Yes. Power-of-two allocation is close to the worst case of the inner fragmentation indeed. The inner fragmentation would be zero if you were allocating, say, 1008 bytes, just to illustrate the point.

And for any other power of two size, it also will consume twice the
requested amount?

This is accurate.

So, if my use case is that I will almost always be allocating exact powers
of two, that this allocator will consume [a lot of memory]?

Yes (for the edited quote). In general, if you care about the average-case performance rather than worst-case performance, then o1heap is unlikely to suit your application.
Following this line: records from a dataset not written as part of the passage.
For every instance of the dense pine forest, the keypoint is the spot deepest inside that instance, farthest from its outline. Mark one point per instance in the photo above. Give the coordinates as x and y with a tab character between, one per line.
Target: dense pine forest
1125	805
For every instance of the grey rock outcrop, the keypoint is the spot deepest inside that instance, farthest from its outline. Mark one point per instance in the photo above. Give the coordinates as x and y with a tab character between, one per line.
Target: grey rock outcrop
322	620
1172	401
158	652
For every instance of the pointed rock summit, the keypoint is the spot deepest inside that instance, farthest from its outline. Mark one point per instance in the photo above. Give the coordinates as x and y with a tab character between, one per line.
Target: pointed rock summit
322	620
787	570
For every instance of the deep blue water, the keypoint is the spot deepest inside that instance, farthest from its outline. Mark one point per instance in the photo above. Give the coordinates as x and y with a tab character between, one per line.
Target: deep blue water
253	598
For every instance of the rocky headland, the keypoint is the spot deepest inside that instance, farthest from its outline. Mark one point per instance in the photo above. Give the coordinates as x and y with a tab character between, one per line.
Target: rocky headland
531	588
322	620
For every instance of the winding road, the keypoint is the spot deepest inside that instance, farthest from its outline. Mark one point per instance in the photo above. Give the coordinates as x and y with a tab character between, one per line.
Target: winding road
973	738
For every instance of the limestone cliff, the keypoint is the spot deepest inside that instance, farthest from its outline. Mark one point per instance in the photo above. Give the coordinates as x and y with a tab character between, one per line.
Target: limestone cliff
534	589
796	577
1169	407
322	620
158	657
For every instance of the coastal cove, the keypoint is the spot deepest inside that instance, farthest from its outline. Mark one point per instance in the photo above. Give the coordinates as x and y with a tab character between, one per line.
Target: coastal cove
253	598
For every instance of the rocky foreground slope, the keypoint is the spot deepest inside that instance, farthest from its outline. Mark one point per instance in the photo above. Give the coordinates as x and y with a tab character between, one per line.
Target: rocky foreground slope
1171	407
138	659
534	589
It is intended for mission-critical real-time systems (like embedded systems, incl. safety-critical ones), where the worst case is of the primary concern while the average-case performance is often irrelevant.

Keep in mind the difference between the inner fragmentation and the outer fragmentation. Half-fit allocators (which o1heap is one example of) do have a much higher inner fragmentation due to the power-of-2 rounding, but the upshot is that the worst-case outer fragmentation has a much tighter bound compared to best-fit allocators like TLSF. The result is that the worst-case total memory consumption is lower for half-fit allocators than best-fit ones. If you're curious about the background, there are excellent articles linked from the README I mentioned earlier.

It is not correct nor useful to gauge the worst-case memory consumption of an allocator without considering the outer fragmentation.